Dos conciertos con la Orquesta Filarmónica de Berlín dirigidos por dos de los más conocidos directores del ámbito de los instrumentos “originales” han llegado en DVD últimamente a mi poder.Uno de Trevor Pinnock data de octubre de 2008 y otro de Ton Koopman, de enero de 2010. Son dos grandes músicos, nadie lo duda, que, aunque sean bastante desiguales en su extensa discografía (sobre todo el holandés), tienen en su haber no pocos logros de gran calibre interpretativo.
Ahora bien, escucharlos al frente de la Filarmónica de Berlín en músicas del XVIII encierra sus sorpresas... Por de pronto, el inglés se aprovecha, por así decirlo, de las cualidades de la grandiosa orquesta alemana y no intenta forzar sus maneras en su programa Mozart. No hace, como es natural, versiones “a la romántica”, no abusa, claro está, del vibrato de las cuerdas, pero no intenta cambiar los modos en los que suele desenvolverse la orquesta. Creo que es una actitud muy acertada.
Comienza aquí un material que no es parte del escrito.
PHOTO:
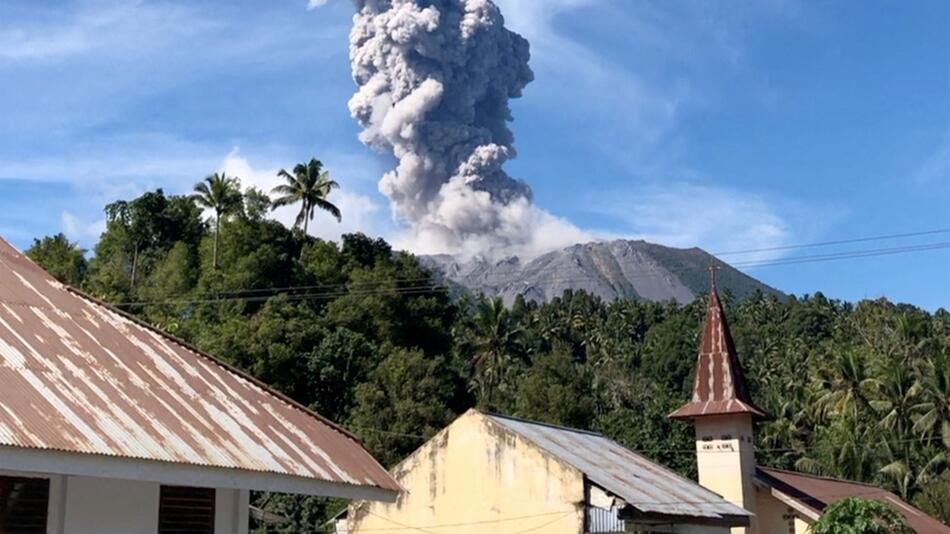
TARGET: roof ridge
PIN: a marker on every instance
(215, 360)
(188, 346)
(821, 477)
(542, 423)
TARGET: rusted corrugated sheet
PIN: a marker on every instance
(78, 376)
(818, 492)
(719, 386)
(641, 483)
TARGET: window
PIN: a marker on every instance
(183, 510)
(23, 505)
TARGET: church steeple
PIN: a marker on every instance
(722, 412)
(719, 386)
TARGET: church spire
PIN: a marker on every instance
(719, 387)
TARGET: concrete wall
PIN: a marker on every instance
(481, 479)
(775, 516)
(725, 461)
(89, 505)
(477, 477)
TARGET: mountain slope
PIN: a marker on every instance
(611, 270)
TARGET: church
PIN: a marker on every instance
(487, 473)
(724, 417)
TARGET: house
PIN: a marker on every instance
(724, 416)
(488, 473)
(109, 425)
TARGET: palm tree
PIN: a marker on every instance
(495, 344)
(310, 185)
(222, 194)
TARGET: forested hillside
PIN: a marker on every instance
(367, 337)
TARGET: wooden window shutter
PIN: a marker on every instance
(184, 510)
(24, 504)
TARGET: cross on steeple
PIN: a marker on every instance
(719, 387)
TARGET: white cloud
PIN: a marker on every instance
(80, 230)
(937, 167)
(716, 219)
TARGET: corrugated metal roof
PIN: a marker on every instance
(719, 386)
(641, 483)
(79, 376)
(818, 492)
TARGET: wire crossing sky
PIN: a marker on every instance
(730, 126)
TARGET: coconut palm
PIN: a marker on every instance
(495, 344)
(222, 194)
(310, 185)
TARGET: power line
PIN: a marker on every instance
(837, 242)
(345, 289)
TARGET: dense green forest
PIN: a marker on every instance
(369, 338)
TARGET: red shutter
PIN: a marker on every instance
(184, 510)
(24, 503)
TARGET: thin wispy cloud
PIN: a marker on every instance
(936, 168)
(687, 214)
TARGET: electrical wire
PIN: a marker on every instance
(439, 287)
(239, 293)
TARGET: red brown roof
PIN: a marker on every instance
(818, 492)
(719, 386)
(79, 376)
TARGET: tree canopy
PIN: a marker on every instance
(860, 516)
(371, 338)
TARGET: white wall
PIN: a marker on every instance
(95, 505)
(89, 505)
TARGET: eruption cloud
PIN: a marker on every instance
(435, 78)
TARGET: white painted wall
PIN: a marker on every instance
(95, 505)
(91, 505)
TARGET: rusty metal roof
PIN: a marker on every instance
(817, 492)
(719, 386)
(79, 376)
(644, 485)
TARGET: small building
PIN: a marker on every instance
(721, 408)
(493, 474)
(110, 425)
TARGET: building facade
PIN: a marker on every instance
(724, 416)
(492, 474)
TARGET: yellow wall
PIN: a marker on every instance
(725, 461)
(776, 517)
(475, 477)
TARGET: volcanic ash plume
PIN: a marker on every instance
(435, 77)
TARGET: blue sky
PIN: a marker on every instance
(726, 125)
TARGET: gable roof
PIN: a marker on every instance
(817, 492)
(644, 485)
(719, 386)
(81, 377)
Y, lo que es más importante, obtiene unas versiones espléndidas, que en el caso de la Sinfonía 25 se aproximan a lo fenomenal (lástima un “Andante” un poquito frío). Pero es que de la enjundiosísima No. 40 (la única otra de Mozart en Sol menor) sale más que bien parado, lo que constituye gran mérito: una versión sobria, intensa, bastante dramática y muy bien analizada y expuesta. Entre una y otra, el Concierto No. 9, K 271, con una Maria Joao Pires muy musical, pulcra, delicada que “canta” con mucho gusto... pero que parece asustarse de los abismos a los que a veces se asoma Mozart en él: si comienza a salirle una frase densa, oscura o tenebrosa, rápidamente se escapa y vuelve a la “formalidad”. O sea, que sin irritar por su proximidad a la frivolidad en esta ocasión (a diferencia de muchas otras), tampoco toca fondo, ni mucho menos, y queda bastante atrás con respecto a la admirable dirección del clavecinista Pinnock.
Koopman, el gran organista holandés, intenta cambiar bastante más la sonoridad y la forma de articular de la orquesta, pero -menos mal- sin llegar a caer en fundamentalismos. De todas maneras, la Suite orquestal No. 3 de Bach suena a ratos demasiado radical, si bien no curiosamente donde más en el Aria, tan proclive a lecturas “románticas”, sino sobre todo en la fuga de la Obertura, velocísima hasta lo insensato. Soberbio el Motete “Lobet den Herrn” con el admirable Coro de cámara RIAS y algo seco, pero enérgico y vibrante el Magnificat (con solistas más bien flojitos, salvo la mezzo Ingeborg Danz y el tenor Werner Güra, francamente buenos. Mal, en cambio, el supuestamente bajo Klaus Mertens).
Lo mejor del concierto fue, sin duda, la Sinfonía No. 98 de Haydn (una de las mejores de cuantas carecen de nombre), de una increíble y contagiosa vivacidad. Que, por otra parte, no me parece especialmente novedosa, pues recuerda no poco al mejor Marriner (y que, por tanto, orilla algunos de los valores más indiscutibles de esta obra, como la fuerza y la energía que la caracterizan en mis versiones discográficas preferidas: Klemperer, Colin Davis, Leppard o Solti). Un detalle: Haydn prescribe en la coda del último movimiento un solo de clavecín (instrumento ya casi en desuso en 1792), pero Koopman lo sustituye, de forma inexplicable, por un órgano de cámara (¿?). Creo que así queda menos bien; pero bueno, no deja de ser un detalle casi insignificante.
(Un apunte final: Mor Biron, fagot de la Orquesta del West-Eastern Divan desde hace cuatro o cinco años, está ya felizmente incorporado a la Filarmónica de Berlín, al igual que, algún tiempo antes, su compañero el contrabajista Nabil Shehata).